Title: The role of interior watershed processes in improving parameter estimation and performance of watershed models

item YEN, HAW - Texas Agrilife Research
item BAILEY, RYAN - Colorado State University
item ARABI, MAZDAK - Colorado State University
item AHMADI, MEHDI - Colorado State University
item White, Michael
item Arnold, Jeffrey

Submitted to: Journal of Environmental Quality
Publication Type: Peer Reviewed Journal
Publication Acceptance Date: 4/1/2013
Publication Date: 8/24/2014
Publication URL:
Citation: Yen, H., Bailey, R.T., Arabi, M., Ahmadi, M., White, M.J., Arnold, J.G. 2014. The role of interior watershed processes in improving parameter estimation and performance of watershed models. Journal of Environmental Quality. 43:1601-1613.

Interpretive Summary: Watershed models are typically evaluated only through comparison with measured data, with little attention paid to the “reasonableness” of internal model processes which govern its predictions. Circumstances may arise in which the model appears mimic measured data well, but is internally incorrect. In this study, rules of thumb are used to constrain internal model processes while also matching available in-stream measured data. Results show that a model can meet these constrains while matching in-stream data. Without these additional constraints, predicted nutrient abatement strategies could be misleading, even with a model that seems to perform well using traditional criteria.

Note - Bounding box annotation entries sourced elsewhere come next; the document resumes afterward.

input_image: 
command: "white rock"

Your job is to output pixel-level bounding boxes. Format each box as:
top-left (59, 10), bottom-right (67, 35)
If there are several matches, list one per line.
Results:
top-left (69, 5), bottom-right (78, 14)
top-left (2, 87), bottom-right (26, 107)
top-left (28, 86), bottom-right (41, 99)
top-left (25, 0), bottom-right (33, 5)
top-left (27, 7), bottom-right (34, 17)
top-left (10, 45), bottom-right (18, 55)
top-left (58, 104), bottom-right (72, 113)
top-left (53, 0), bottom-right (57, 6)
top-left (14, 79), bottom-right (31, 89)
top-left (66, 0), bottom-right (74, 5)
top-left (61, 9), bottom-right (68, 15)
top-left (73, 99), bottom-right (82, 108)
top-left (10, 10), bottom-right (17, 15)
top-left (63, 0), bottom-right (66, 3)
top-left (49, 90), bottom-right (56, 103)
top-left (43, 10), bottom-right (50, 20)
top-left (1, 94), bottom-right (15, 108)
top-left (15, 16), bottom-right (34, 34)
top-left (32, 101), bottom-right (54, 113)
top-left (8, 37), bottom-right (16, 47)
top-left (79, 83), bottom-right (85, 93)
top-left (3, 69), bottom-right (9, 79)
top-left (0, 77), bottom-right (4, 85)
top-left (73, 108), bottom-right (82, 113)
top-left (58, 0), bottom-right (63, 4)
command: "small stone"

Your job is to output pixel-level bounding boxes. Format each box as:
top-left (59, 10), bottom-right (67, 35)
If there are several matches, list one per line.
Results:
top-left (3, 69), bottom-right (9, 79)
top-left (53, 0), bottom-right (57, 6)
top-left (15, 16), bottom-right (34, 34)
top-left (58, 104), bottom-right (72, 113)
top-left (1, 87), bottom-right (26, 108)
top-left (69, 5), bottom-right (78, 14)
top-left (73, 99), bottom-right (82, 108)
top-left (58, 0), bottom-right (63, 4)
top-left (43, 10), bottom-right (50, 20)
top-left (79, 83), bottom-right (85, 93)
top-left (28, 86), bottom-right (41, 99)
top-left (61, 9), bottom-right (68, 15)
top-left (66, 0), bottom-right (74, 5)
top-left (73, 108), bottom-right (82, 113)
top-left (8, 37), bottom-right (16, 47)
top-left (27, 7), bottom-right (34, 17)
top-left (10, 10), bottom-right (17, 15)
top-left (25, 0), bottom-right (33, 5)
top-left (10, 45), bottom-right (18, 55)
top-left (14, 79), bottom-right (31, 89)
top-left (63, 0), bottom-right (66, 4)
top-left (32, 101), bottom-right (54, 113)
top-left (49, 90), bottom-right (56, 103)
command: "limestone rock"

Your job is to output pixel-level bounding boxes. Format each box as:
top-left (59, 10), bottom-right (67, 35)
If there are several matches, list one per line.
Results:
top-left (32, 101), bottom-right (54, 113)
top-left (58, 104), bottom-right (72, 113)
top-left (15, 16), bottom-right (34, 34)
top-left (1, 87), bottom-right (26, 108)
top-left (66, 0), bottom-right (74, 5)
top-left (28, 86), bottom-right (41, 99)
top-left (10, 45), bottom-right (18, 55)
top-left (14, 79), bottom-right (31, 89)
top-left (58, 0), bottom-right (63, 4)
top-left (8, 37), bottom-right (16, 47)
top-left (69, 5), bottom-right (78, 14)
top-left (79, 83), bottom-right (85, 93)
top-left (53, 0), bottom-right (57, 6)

Technical Abstract: Watershed models typically are evaluated solely through comparison of in-stream water and nutrient fluxes with measured data using established performance criteria, whereas processes and responses within the interior of the watershed that govern these global fluxes often are neglected. Due to the large number of parameters at the disposal of these models, circumstances may arise in which excellent global results are achieved using inaccurate magnitudes of these “intra-watershed” responses. When used for scenario analysis, a given model hence may inaccurately predict the global, in-stream effect of implementing land-use practices at the interior of the watershed. In this study, data regarding internal watershed behavior are used to constrain parameter estimation to maintain realistic intra-watershed responses while also matching available in-stream monitoring data. The methodology is demonstrated for the Eagle Creek Watershed in central Indiana, USA. Streamflow and nitrate (NO3) loading are used as global in-stream comparisons, with two processes, the annual mass of denitrification and the ratio of NO3 losses from subsurface and surface flow, used to constrain parameter estimation. Results show that imposing these constraints not only yields realistic internal watershed behavior, but also provides good in-stream comparisons. Results further demonstrate that in the absence of incorporating intra-watershed constraints, evaluation of nutrient abatement strategies could be misleading, even though typical performance criteria are satisfied. Incorporating intra-watershed responses yields a watershed model that more accurately represents the observed behavior of the system, and hence a tool that can be used with confidence in scenario evaluation.